Alternatively, maybe you could offer dedicated particle capitalizing and particle type menus? That would reduce the options of the particle type menu to:
(al-Pitkin) <> al-Pitkin, Lemuel dos
(al-Pitkin) <> Pitkin, Lemuel dos al-
(dos al-Pitkin) <> dos al-Pitkin, Lemuel
(dos al-Pitkin) <> Pitkin, Lemuel dos al-
(Pitkin) <> Pitkin, Lemuel dos al-
(I see that the menu currently excludes the option that is identical to how the name is already formatted?)
The separate particle capitalizing menu would then also have very few options.
An undecorated list would be more readable in alphabetical order, but I think there may be value in the headers. They ease the user into the terminology that we use for the different forms, and help to tie the CSL documentation to what the user sees in the UI. When they are removed, the user is on their own to figure out what all those options mean.
(Editing for completeness)
The current form is not excluded from the list - it's just shown with the non-dropping particle demoted.
The list only gets big when the name contains unspecified particles (multiple terms in lower-case in a particle position). It seems like that would be uncommon (apart from typos). I'm not sure the added complexity in the UI would be worth it.
Edit: Just to clarify the "columns" represent: in-text citation ⬄ bibliography , right?

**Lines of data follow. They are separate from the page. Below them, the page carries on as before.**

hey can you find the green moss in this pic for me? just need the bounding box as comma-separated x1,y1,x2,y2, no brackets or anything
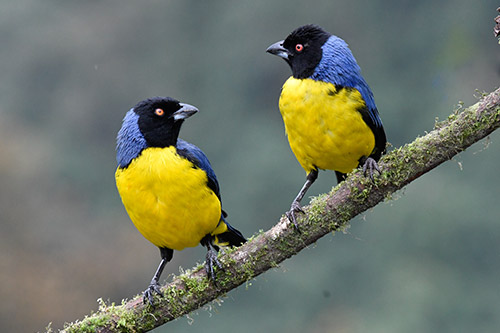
65,317,110,333
180,274,209,293
44,322,53,333
63,298,155,333
246,229,265,242
353,186,371,202
63,301,112,333
308,193,329,224
236,258,255,280
332,200,354,227
381,142,424,187
163,296,181,318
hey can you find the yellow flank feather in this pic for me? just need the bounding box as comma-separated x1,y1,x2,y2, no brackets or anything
279,77,375,174
115,146,222,250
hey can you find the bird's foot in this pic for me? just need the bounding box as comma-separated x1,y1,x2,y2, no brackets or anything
286,201,304,231
143,282,163,307
205,247,223,283
361,157,381,181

As for the list, we need to simplify it more. I think it's ok to be missing some obscure cases and have the users ask us how to enter those in, rather than make everyone confused with all the options. Since we're also concerned about improper capitalization, we can assume that any words in the name that match known particles should be lower-cased and proceed from there. Going with parsing a name entered as "Al-Pitkin, Lemuel Dos", I think we should offer the following transform options
Pitkin, Lemuel (dos al-) // Treat all particles as dropping
Pitkin, Lemuel (dos) al- // Shift each of the particles (left-to-right) into non-dropping mode
Pitkin, Lemuel dos al- //...
Al-Pitkin, Lemuel (dos) // transform each particle (left-to-right) into non-particle and repeat above
Al-Pitkin, Lemuel dos //...
Dos Al-Pitkin, Lemuel //...
Now, the obscure thing that remains is that (...) is a dropping particle. Maybe we can figure out a better way to display this.

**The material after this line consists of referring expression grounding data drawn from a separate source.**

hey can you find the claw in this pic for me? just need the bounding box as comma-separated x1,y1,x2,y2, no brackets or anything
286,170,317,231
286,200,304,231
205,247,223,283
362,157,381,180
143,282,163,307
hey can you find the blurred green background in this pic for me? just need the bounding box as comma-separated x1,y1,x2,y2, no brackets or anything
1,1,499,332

Based on the previous discussions, capitalized particles are treated as non-particles and lower-case as non-dropping, so I don't think there's much sense in displaying the transforms that break this rule.
Thoughts?
Edit: maybe add an additional comma between given name/dropping particle and the non-dropping particle (and underline/bold/something it?). We can then drop the parentheses.
Pitkin, Lemuel dos al- // Treat all particles as dropping
Pitkin, Lemuel dos, _al-_ // Shift each of the particles (left-to-right) into non-dropping mode
Pitkin, Lemuel, _dos al-_ //...
Al-Pitkin, Lemuel dos // transform each particle (left-to-right) into non-particle and repeat above
Al-Pitkin, Lemuel, _dos_ //...
Dos Al-Pitkin, Lemuel //...